While he was being chased, Mael drove the car off the road and became wedged against a snowbank. During this second stop, body cam footage shows Murphy tase, pepper spray, and beat Mael in the head as the man struggles to shield himself. Mael did not testify or appear in court during the six-day trial.
In his closing argument, defense attorney Joseph Miller argued that the charges against Murphy failed to consider the situation as a whole, including the claim that Mael did not comply with officers at any point during the incident.
"You got to look at the totality of the circumstances. You can't cherry pick, look for little mistakes. Has to be the totality," Miller said.
Miller argued both that Murphy’s use of force was justified, and that he didn’t have a motive to lie about the circumstances of Mael’s arrest.
"What the state is asking you to believe here with Officer Murphy is that in the middle of a split-second, adrenaline-soaked, rapidly evolving situation with a moving vehicle, that he calmly calculated his false testimony, his false felony allegation, that in the middle of this he thought, ‘Oh, I'm going to nail this guy,'" Miller said.

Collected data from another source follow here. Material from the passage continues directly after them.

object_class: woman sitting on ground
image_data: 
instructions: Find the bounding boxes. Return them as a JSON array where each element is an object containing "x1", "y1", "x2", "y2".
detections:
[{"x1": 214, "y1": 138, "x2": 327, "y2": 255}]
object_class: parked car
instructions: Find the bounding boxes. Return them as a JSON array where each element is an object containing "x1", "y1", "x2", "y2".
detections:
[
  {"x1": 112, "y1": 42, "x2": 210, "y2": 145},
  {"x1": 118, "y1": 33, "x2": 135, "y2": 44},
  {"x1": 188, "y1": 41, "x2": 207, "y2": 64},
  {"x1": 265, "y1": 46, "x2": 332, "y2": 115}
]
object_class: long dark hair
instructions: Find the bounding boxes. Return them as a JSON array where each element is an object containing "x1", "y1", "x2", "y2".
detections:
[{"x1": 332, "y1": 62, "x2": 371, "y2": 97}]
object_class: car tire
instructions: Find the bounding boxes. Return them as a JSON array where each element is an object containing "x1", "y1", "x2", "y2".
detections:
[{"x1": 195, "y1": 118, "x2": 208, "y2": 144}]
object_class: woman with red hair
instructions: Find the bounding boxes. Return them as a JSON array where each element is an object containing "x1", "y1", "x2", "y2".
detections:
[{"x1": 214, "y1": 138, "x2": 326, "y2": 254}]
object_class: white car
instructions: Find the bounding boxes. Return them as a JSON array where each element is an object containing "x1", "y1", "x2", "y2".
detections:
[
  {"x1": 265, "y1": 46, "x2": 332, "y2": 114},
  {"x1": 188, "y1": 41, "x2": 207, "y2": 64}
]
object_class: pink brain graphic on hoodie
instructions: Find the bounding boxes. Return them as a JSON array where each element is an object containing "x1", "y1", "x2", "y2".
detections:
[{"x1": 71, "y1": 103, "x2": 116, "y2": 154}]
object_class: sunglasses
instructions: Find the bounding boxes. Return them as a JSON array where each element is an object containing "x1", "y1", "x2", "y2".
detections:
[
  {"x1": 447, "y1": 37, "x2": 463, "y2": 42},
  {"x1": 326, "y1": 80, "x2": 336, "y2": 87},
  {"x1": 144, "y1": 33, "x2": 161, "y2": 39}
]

In a corresponding civil suit against the City of Bethel, Mael claimed that the beating left him with permanent brain damage. In December 2025, the city reached a combined $10 million settlement in that suit and another police brutality suit involving Murphy.
Murphy is scheduled to be sentenced on Feb. 19 in Bethel court. The court has allowed Murphy to attend the hearing remotely from his home state of Arkansas.